For in vivo functional assays, mice were anesthetized with ketamine (100 mg/kg, i.p.) and xylazine (10 mg/kg, i.p.) and were maintained at a body temperature of 37°C during testing. Auditory brainstem responses (ABRs) and distortion product otoacoustic emissions (DPOAEs) were measured as described previously (Ohlemiller et al., 2011; Maison et al., 2012). For histological analysis and immunocytochemistry, anesthetized mice were perfused transcardially with 4% paraformaldehyde in 0.1 m phosphate buffer. Cochleae were prepared as cochlear whole mounts or mid-modiolar sections as described previously (Simmons et al., 2010; Maison et al., 2012). For whole mounts, each cochlea was microdissected and immunostained with antibodies to myosin VIIa (1:200, rabbit polyclonal; Proteus Biosciences) and appropriate secondary antibodies. Whole mounts were further stained with phalloidin. For mid-modiolar sections, cochleae were embedded in a gelatin–agarose solution, and 200 μm vibratomed sections were taken and immunostained with antibodies to α-parvalbumin (1:2000, goat polyclonal; PVG-214; Swant) or calretinin (1:500, goat polyclonal; CG1; Swant) and prestin (1:1000, rabbit polyclonal; kind gift from R. Fettiplace, University of Wisconsin, Madison, WI).
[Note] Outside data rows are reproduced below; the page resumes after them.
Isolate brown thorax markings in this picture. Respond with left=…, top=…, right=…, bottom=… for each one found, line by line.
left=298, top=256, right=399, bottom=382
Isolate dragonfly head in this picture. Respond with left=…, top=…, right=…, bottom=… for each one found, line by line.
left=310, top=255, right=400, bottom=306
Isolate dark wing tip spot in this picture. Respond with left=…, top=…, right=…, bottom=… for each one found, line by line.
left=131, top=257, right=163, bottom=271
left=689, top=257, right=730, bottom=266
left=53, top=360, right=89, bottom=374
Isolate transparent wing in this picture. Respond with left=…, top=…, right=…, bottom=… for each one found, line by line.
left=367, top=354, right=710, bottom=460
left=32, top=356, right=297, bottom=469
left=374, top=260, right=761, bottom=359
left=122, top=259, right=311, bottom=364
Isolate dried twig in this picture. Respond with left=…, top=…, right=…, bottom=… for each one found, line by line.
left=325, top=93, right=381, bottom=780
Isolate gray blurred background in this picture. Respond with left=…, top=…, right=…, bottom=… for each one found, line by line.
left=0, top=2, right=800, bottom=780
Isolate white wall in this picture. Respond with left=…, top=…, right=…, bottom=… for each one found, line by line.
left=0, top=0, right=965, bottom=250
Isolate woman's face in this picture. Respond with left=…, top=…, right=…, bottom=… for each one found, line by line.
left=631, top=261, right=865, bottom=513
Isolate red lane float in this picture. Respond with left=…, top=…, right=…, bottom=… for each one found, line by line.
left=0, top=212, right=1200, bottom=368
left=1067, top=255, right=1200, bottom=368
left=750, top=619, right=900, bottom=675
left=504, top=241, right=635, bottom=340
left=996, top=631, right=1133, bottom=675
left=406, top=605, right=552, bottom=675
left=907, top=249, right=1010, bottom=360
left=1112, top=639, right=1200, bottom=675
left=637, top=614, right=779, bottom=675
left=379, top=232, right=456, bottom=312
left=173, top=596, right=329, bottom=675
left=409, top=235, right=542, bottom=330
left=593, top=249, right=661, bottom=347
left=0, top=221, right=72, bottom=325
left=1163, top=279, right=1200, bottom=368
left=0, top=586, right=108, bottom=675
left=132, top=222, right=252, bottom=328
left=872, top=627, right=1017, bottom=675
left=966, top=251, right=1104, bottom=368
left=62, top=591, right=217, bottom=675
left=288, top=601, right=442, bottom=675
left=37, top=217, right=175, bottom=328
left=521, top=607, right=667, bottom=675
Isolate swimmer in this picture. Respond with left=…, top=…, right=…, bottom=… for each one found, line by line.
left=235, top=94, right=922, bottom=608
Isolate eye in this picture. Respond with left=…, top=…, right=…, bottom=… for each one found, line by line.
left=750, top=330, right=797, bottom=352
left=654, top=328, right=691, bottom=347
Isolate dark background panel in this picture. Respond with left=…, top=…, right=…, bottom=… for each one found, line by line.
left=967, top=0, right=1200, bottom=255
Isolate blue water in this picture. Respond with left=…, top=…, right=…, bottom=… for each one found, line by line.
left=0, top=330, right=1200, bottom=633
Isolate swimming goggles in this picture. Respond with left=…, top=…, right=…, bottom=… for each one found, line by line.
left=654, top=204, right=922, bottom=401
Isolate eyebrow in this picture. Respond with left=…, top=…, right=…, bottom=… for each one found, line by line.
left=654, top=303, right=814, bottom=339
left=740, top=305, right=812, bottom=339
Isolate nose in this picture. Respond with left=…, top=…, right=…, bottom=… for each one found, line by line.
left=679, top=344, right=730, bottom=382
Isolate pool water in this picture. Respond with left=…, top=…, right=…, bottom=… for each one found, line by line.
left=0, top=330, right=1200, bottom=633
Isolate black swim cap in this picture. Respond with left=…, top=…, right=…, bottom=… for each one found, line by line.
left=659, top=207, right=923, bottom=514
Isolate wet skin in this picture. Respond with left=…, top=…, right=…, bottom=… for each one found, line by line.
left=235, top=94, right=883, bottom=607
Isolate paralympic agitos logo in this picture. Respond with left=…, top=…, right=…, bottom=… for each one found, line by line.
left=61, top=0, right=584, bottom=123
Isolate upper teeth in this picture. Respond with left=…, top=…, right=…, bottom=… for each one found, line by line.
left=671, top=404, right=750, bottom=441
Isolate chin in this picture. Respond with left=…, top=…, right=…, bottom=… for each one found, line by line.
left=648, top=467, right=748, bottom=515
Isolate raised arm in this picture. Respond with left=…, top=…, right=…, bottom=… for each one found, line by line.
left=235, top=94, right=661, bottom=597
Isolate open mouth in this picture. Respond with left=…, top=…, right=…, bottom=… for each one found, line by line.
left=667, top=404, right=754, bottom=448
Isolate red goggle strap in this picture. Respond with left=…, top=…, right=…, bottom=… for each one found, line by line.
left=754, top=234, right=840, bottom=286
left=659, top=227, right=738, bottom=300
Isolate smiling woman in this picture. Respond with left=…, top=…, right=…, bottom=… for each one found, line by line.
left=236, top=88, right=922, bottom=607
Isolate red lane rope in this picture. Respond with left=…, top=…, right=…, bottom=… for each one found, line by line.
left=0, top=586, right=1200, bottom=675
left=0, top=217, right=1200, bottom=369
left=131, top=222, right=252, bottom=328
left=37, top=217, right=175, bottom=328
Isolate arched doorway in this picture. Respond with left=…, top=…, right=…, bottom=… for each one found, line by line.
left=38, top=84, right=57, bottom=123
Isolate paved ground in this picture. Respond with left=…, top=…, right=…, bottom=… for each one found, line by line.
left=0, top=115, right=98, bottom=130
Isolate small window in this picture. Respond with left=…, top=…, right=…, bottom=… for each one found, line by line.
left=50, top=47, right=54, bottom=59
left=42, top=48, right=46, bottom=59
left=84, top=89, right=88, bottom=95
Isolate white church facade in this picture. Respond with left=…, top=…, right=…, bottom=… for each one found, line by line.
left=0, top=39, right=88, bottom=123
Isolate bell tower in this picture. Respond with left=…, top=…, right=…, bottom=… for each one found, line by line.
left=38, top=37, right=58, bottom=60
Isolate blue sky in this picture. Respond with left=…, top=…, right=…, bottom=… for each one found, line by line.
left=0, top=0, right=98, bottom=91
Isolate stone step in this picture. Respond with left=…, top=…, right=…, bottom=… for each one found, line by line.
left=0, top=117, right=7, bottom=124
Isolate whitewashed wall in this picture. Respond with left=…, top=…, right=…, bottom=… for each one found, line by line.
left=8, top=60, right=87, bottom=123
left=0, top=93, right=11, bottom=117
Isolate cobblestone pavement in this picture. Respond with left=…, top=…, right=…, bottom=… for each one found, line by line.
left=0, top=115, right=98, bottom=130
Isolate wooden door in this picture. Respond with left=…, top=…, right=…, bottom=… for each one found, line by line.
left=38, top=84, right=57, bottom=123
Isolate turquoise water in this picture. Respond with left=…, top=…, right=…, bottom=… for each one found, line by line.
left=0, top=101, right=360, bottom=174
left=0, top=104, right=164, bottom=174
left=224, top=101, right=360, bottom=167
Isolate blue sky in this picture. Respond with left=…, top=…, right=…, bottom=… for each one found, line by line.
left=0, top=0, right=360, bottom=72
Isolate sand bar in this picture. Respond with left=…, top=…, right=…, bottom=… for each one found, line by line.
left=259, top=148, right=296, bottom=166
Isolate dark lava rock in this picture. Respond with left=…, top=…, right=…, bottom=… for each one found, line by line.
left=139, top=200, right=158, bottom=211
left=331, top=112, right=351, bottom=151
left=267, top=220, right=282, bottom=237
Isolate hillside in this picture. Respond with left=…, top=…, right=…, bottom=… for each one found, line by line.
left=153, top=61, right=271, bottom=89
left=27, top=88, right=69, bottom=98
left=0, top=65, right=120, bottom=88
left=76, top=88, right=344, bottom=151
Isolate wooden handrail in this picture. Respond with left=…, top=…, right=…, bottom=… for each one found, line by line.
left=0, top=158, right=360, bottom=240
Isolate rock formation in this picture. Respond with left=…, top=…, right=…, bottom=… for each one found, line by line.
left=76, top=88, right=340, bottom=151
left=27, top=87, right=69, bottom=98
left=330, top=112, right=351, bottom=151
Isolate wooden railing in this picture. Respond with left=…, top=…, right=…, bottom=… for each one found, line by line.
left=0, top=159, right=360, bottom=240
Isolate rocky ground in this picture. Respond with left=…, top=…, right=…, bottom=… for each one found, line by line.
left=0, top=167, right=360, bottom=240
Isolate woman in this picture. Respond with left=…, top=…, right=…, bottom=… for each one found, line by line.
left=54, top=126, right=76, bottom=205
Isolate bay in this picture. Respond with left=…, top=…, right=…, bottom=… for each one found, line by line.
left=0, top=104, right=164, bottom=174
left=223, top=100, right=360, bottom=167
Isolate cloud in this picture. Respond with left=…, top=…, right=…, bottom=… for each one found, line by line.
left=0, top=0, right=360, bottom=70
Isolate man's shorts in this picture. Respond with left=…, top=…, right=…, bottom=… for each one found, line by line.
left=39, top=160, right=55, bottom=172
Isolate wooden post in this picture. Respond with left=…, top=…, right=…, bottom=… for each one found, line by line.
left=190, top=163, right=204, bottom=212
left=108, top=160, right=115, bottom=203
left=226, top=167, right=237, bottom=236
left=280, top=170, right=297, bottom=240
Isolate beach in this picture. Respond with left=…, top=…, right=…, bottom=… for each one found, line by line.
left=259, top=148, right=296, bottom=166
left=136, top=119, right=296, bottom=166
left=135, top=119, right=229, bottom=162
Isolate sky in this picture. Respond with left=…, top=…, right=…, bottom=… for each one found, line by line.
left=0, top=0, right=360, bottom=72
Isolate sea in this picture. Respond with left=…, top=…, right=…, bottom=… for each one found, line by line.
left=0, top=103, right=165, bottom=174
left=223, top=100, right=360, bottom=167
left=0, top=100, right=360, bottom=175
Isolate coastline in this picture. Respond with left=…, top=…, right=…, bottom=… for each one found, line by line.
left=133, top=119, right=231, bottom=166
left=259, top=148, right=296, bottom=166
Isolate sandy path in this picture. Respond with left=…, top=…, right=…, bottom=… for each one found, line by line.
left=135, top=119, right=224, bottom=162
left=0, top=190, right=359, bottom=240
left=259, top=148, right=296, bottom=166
Confocal z-stacks of specific frequency regions from each ear were obtained (LSM5; Zeiss) using a high-resolution, water-immersion objective (C-Apochromat 63×, 1.20 numerical aperture). For whole mounts, each stack spanned 80–100 μm of cochlear length and two adjacent stacks were imaged at each locus. Image stacks were processed using Volocity software (Improvision, 4.x; PerkinElmer Life and Analytical Sciences).
Results
To test our hypothesis that Ocm plays a pivotal role in OHC function, we created a mutant mouse in which the Ocm gene was targeted for deletion. Our targeting strategy removed exons 2–4 of the Ocm gene (Fig. 1A). Exons 3 and 4 contain two Ca2+ binding motifs (Henzl et al., 2000), and exon 2 contains the N terminus of Ocm. Germ-line transmission was confirmed initially by Southern blot analysis (Fig. 1B) and then subsequently by a multistep PCR scheme involving both a 5′ Lox P site and a 3′ cassette and/or 3′ LoxP site. Crossing the Ocmflox/flox mice to mice with β-actin–Cre-driven promoter expression generated ActbCre;Ocmflox/flox mice. These ActbCre;Ocmflox/flox mice are essentially Ocm−/− mice as verified by RT-PCR (data not shown) and the lack of Ocm immunoreactivity (IR; Fig. 1C,D). For immunoreactivity, we tested both a monoclonal mouse anti-Ocm and a polyclonal rabbit anti-Ocm, both of which were raised against recombinant full-length Ocm (Simmons et al., 2010). In age-matched controls, the Ocm antisera labeled OHCs throughout the cochlear spiral as expected. There was no Ocm labeling in tissues from Ocm−/− mutants with either antibody (Fig. 1C,D). Although IHCs routinely labeled for α-parvalbumin (Fig. 1C,D) and calretinin (data not shown) in adult Ocm−/− mutants and wild-type controls, there was no labeling of either protein in Ocm−/− OHCs from basal locations, suggesting that expression was not altered for either of these Ca2+ buffers. Furthermore, Ocm−/− mutants show normal developmental expression of α-parvalbumin and hair bundles in IHCs and OHCs from postnatal day (P) 4 (Fig. 1E) up to 4 weeks. None of the Ocm−/− mutants had any obvious behavioral or developmental abnormalities and no difference in body weights compared with wild-type littermates.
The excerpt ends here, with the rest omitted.